John Gruber on the slack all the reviewers are giving to iPad’s competitors:

I don’t understand why so many reviewers bend over backwards to grade these things on a curve. If the iPad 2 had the problems and deficiencies the Xoom and PlayBook have, these same reviewers would (rightly) trash it, and declare (again, rightly) that Apple had finally lost its Midas touch.

These aren’t “beta” tablets. They’re bad tablets. It’s that simple. It’s true that their hardware seems closer to iPad-caliber than their software, but improving software is the hardest part of making products like these. By the time RIM releases “a serious software update or three” the entire market will have changed. The truth is, Motorola, Samsung, and now RIM have released would-be iPad competitors that pale compared to the iPad. Just say it.

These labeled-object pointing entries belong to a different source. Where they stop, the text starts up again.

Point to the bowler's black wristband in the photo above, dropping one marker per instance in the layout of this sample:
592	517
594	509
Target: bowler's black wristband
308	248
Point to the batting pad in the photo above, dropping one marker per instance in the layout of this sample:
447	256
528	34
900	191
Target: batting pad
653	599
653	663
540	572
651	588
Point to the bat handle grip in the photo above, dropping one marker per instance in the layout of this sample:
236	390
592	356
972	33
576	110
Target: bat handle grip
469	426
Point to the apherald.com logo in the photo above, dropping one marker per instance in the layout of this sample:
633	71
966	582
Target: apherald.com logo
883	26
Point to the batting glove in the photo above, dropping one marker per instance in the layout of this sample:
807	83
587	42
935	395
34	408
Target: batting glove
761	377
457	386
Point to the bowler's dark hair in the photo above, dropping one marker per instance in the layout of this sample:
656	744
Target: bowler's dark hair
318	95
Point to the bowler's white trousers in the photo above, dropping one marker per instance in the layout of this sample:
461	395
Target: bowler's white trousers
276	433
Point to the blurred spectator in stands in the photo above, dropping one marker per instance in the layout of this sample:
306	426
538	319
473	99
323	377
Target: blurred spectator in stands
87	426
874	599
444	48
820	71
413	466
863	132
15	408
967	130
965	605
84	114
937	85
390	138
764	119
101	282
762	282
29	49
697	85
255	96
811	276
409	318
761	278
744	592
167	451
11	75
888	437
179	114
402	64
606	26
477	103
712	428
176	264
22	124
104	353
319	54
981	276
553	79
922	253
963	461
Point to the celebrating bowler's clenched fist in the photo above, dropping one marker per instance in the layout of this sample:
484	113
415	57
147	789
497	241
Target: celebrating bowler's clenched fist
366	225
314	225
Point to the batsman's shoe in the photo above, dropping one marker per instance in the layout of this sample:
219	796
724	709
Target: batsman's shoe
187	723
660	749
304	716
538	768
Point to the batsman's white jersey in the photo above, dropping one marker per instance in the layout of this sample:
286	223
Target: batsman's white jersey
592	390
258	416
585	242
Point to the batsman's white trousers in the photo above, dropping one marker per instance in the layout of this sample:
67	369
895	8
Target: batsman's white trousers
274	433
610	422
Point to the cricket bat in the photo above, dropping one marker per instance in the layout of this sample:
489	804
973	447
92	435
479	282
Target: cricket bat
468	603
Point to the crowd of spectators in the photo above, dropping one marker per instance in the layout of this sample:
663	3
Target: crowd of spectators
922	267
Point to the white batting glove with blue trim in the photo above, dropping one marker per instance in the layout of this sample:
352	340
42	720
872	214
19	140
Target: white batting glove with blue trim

I’m obviously a fan of car metaphors and they seem to be going around lately in the tech world.
To rephrase Gruber’s response, if the PlayBook was a Ferrari (I’m partial to the 458), it would be a Ferrari that can’t make left turns and doesn’t have adjustable seats. Yes, it’s a Ferrari, and it’s fast and grips the road like a jungle cat, but it’s incomplete. It’s missing important features.
To digress a bit, this is one of the reasons I love BBC series Top Gear (not the crap US version) – they don’t pull punches. If a Bentley handles like shit, they say so. The tech world would be wise to take some notes from Jeremy Clarkson and team*.
* For a great example see Top Gear’s review of Alpha Romeo’s 8C, at around the 3:40 mark is when Clarkson lets the honestly flood gates wide open.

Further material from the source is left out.